Secrets and more Secrets


As with all secure network services, messaging requires authentication. Messaging has a twist though. You need two sets of authentication information, because, underneath, you're actually using two services. When you send a message to an end-point, the end point has to be assured that you are someone who is allowed to send messages. Like with a letter, having some secret code or signature so that you can be sure the letter isn't forged.

Now imagine a special private mail system. Before the mail carrier will accept a letter, you have to give them the secret handshake so that they know you're allowed to send letters. On the delivery end, the mail carrier requires not just a signature but a password before handing over the letter.

That's how authentication works for messaging systems.

When I set up the ActiveMQ service I didn't create a separate user for writing to the queue (sending a letter) and for reading (receiving) but I probably should have. As it is, getting a message from the OpenShift broker to an OpenShift node through MCollective and ActiveMQ requires two passwords and one username.

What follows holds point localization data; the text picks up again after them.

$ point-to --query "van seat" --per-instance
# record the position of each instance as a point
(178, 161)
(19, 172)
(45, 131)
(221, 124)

  • mcollective endpoint secret
  • ActiveMQ username
  • ActiveMQ password

The ActiveMQ values will have to match those I set on the ActiveMQ message broker in the previous post. The MCollective end point secret is only placed in the MCollective configuration files. You'll see those soon.

MCollective Client (OpenShift Broker)


The OpenShift broker service sends messages to the OpenShift nodes. All of the messages (currently) originate at the broker. This means that the nodes need to have a process running which connects to the message broker and registers to receive MColletive messages.

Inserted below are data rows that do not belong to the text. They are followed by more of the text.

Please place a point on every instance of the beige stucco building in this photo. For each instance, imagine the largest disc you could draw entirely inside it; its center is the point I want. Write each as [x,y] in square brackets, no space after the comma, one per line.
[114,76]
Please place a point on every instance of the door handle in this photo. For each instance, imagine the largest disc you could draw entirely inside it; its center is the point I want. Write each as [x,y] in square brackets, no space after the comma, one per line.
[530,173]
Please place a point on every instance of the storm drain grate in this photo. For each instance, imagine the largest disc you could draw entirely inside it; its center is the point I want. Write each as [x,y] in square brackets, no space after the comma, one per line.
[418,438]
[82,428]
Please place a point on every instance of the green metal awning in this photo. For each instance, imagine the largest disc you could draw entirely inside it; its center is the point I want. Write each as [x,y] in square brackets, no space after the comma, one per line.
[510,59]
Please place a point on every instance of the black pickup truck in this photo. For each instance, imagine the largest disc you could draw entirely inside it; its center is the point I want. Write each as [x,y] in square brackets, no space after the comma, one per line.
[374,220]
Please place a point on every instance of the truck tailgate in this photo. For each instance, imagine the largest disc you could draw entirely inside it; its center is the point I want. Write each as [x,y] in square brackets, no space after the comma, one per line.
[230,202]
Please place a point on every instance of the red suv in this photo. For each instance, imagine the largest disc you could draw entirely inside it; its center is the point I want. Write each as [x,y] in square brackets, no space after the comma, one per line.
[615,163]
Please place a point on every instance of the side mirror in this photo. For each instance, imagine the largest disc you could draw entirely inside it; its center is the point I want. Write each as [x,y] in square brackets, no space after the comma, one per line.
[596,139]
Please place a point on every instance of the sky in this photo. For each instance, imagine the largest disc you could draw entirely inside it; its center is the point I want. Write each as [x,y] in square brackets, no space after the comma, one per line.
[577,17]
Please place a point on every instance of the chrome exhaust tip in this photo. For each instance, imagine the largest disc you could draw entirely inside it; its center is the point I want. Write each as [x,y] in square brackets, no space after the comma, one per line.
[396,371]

Client configuration: client.cfg


The MCollective client is (predictably) configured using the /etc/mcollective/client.cfg file. For the purpose of connecting to the message broker, only the connector plugin values are interesting, and for end-to-end communications I need the securityprovider plugin as well. The values related to logging are useful debugging too.


# Basic stuff
topicprefix     = /topic/
main_collective = mcollective
collectives     = mcollective
libdir          = /usr/libexec/mcollective
loglevel        = log   # just for testing, normally 'info'

# Plugins
securityprovider = psk
plugin.psk       = mcsecret

# Middleware
connector         = stomp
plugin.stomp.host = msg1.infra.example.com
plugin.stomp.port = 61613
plugin.stomp.user = mcollective
plugin.stomp.user = marionette

NOTE:if you're running on RHEL6 or CentOS 6 instead of Fedora you're going to be using the SCL version of Ruby and hence MCollective. The file is then at the SCL location:

/opt/rh/ruby193/root/etc/mcollective/client.cfg

Now I can test connections to the ActiveMQ message broker, though without any servers connected, it won't be very exciting (I hope).

Testing client connections


MCollective provides a command line tool for sending messages: mco . mco is capable of several other 'meta' operations as well. The one I'm interested in first is 'mco ping'. With mco ping I can verify the connection to the ActiveMQ service (via the Stomp protocol) .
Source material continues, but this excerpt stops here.